To evaluate current antimicrobial stewardship (AMS) practices in regulated retail medicine settings, which include community pharmacies, accredited drug dispensing outlets (ADDOs), and patient proprietary medicine vendors (PPMVs), British and Nigerian researchers conducted a review and meta-analysis of 26 studies examining the types of AMS interventions that are available in those settings, the factors that facilitate or hinder the implementation of such interventions, and the level of knowledge about antimicrobial resistance (AMR) and AMS activities among regulated retail medicine staff. They also analyzed data on antibiotic dispensing practices.

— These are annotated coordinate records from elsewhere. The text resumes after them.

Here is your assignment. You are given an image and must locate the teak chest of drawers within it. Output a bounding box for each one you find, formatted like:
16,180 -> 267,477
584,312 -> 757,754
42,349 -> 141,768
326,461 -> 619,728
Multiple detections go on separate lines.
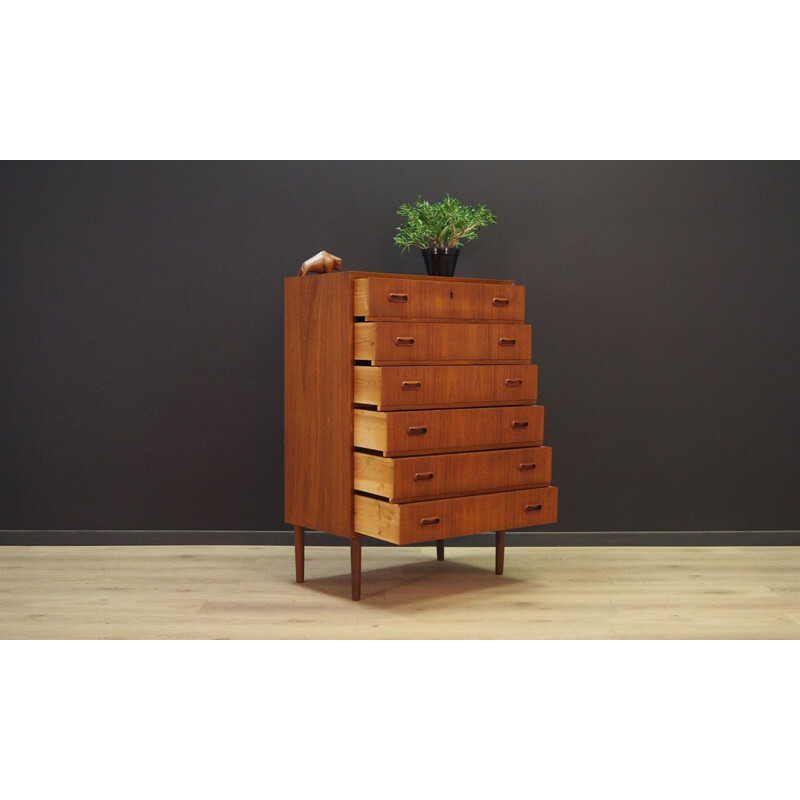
284,272 -> 558,600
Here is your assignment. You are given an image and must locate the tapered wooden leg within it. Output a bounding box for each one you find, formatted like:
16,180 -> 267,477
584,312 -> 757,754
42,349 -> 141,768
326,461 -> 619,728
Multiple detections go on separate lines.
494,531 -> 506,575
294,525 -> 306,583
350,533 -> 361,600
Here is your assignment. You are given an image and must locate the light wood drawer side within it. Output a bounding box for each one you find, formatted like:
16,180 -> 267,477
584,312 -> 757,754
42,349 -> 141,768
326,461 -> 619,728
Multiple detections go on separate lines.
353,406 -> 544,456
353,447 -> 552,503
353,364 -> 538,411
354,486 -> 558,544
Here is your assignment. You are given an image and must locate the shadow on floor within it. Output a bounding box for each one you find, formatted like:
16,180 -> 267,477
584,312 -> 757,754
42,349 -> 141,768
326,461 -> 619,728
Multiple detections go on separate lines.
299,555 -> 520,610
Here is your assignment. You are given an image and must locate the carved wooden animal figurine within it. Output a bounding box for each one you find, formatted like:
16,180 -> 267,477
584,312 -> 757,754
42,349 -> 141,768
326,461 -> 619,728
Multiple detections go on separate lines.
297,250 -> 342,275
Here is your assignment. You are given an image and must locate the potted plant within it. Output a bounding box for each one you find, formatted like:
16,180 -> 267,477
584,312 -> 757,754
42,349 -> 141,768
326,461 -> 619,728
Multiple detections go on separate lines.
394,194 -> 497,275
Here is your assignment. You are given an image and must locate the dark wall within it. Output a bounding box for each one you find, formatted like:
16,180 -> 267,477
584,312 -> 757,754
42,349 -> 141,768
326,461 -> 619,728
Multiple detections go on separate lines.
0,162 -> 800,531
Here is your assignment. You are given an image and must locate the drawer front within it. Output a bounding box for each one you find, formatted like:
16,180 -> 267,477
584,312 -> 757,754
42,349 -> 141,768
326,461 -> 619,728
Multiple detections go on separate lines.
354,447 -> 552,503
353,406 -> 544,456
353,277 -> 525,322
353,486 -> 558,544
353,322 -> 531,364
353,364 -> 537,411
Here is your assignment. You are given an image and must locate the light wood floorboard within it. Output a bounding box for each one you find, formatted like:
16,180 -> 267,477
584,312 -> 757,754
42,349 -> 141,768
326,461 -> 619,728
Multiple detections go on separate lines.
0,546 -> 800,639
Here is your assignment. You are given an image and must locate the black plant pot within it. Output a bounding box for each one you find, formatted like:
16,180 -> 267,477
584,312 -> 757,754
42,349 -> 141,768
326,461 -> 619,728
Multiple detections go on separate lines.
420,247 -> 458,275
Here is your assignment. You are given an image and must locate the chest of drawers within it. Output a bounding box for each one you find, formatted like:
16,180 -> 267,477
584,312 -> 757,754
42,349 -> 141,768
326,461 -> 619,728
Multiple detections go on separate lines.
284,272 -> 558,600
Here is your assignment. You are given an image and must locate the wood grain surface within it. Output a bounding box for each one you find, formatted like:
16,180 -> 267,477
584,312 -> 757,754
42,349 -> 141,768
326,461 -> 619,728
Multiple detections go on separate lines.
353,322 -> 531,365
353,486 -> 558,544
353,406 -> 544,456
6,544 -> 800,640
284,272 -> 353,538
353,447 -> 553,503
353,364 -> 538,411
354,275 -> 525,322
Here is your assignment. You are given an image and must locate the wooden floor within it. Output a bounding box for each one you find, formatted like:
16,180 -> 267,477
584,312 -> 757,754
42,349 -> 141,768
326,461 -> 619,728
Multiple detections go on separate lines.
0,546 -> 800,639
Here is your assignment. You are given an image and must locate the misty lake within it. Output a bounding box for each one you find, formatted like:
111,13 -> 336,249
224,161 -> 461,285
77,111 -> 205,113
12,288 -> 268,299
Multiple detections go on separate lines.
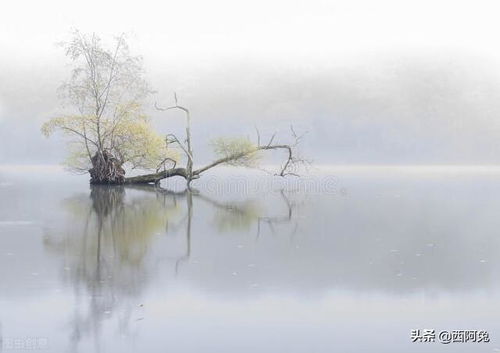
0,166 -> 500,353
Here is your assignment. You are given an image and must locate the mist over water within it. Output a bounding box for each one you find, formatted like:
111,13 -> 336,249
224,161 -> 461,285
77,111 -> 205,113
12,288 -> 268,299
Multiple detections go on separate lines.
0,167 -> 500,352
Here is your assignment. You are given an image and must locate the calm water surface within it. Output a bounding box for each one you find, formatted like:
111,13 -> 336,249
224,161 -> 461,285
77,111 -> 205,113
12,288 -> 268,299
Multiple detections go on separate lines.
0,167 -> 500,353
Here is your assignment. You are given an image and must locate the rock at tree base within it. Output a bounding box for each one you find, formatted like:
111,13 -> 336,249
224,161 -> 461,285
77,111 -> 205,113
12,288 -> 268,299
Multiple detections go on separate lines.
89,151 -> 125,184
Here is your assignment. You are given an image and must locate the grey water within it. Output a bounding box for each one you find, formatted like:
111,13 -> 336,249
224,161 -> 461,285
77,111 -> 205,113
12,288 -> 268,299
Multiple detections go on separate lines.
0,166 -> 500,353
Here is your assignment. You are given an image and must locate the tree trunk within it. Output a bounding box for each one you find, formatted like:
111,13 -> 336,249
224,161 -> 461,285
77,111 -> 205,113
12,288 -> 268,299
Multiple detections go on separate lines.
125,168 -> 188,184
89,151 -> 125,185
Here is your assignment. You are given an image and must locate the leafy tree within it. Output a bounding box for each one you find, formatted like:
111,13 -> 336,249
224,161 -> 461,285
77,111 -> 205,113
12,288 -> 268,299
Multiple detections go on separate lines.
42,31 -> 177,184
42,31 -> 306,188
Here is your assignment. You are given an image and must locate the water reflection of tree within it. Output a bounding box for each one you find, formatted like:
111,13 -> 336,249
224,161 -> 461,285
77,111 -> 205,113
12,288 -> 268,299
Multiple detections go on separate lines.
44,186 -> 293,349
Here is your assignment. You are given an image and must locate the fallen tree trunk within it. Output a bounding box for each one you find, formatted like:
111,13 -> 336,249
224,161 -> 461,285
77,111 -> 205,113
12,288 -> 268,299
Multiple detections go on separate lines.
124,168 -> 188,184
124,145 -> 294,186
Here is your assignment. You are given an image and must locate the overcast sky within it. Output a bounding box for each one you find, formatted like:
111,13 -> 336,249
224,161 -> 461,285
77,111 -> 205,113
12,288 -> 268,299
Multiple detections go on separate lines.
0,0 -> 500,164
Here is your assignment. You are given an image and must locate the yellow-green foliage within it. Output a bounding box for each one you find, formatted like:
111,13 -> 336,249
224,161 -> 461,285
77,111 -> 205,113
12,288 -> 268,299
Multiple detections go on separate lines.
42,102 -> 179,171
212,137 -> 261,167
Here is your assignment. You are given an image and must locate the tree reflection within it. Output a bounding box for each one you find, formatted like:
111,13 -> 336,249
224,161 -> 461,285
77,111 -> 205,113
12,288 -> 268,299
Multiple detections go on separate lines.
44,186 -> 293,349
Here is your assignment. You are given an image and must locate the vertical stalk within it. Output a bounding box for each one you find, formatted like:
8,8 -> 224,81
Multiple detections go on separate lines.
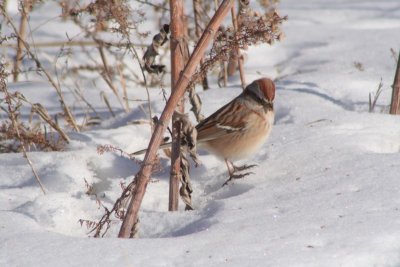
193,0 -> 210,90
118,0 -> 234,238
390,53 -> 400,114
168,0 -> 185,211
231,5 -> 246,90
13,0 -> 31,82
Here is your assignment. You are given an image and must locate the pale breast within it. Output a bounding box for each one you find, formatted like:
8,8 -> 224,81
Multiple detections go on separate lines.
201,112 -> 274,160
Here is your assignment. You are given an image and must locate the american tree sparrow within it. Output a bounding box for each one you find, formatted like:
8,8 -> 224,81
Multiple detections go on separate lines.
134,78 -> 275,185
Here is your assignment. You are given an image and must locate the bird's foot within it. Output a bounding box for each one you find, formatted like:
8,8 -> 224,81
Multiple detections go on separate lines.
232,164 -> 258,173
222,161 -> 257,186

"The success of AMS programmes led by community pharmacists in LMICs [low- and middle-income countries] including SSA, is hindered by factors like limited AMR and AMS knowledge, time constraints, and inadequate resources," the study authors wrote. "Therefore, this study aimed to analyse existing studies to examine the knowledge, practices and challenges in delivering AMS interventions in regulated retail medicine settings across SSA."
68% of retail medicine outlets dispense antibiotics without a prescription
While the review found that community pharmacists generally have an awareness of the role that inappropriate antibiotic use plays in AMR, knowledge gaps among ADDO and PPMV staff, who have limited formal training, were more pronounced. Few studies documented AMS activities that have been implemented in these settings. Furthermore, in the 10 studies with extractable numeric data, the reported prevalence of non-prescription antibiotic dispensing ranged from 9% to 97%, with a median prevalence of 67.5%.
Community pharmacies and medicine vendors reported dispensing antibiotics on demand for common self-limiting illnesses, including respiratory infections, diarrhea, and urinary tract infections. Non-prescription antibiotic prescribing was driven by patient demand, economic motives, and weak regulatory enforcement, the researchers found.
The authors say the findings reveal a "concerning disconnect" between knowledge of appropriate antibiotic use and actual dispensing behaviors, along with substantial barriers to proper AMS in these settings.
"Our findings also suggest that while foundational knowledge exists, transforming awareness into consistent best practices requires addressing systemic educational and resource barriers in community pharmacy settings," they wrote.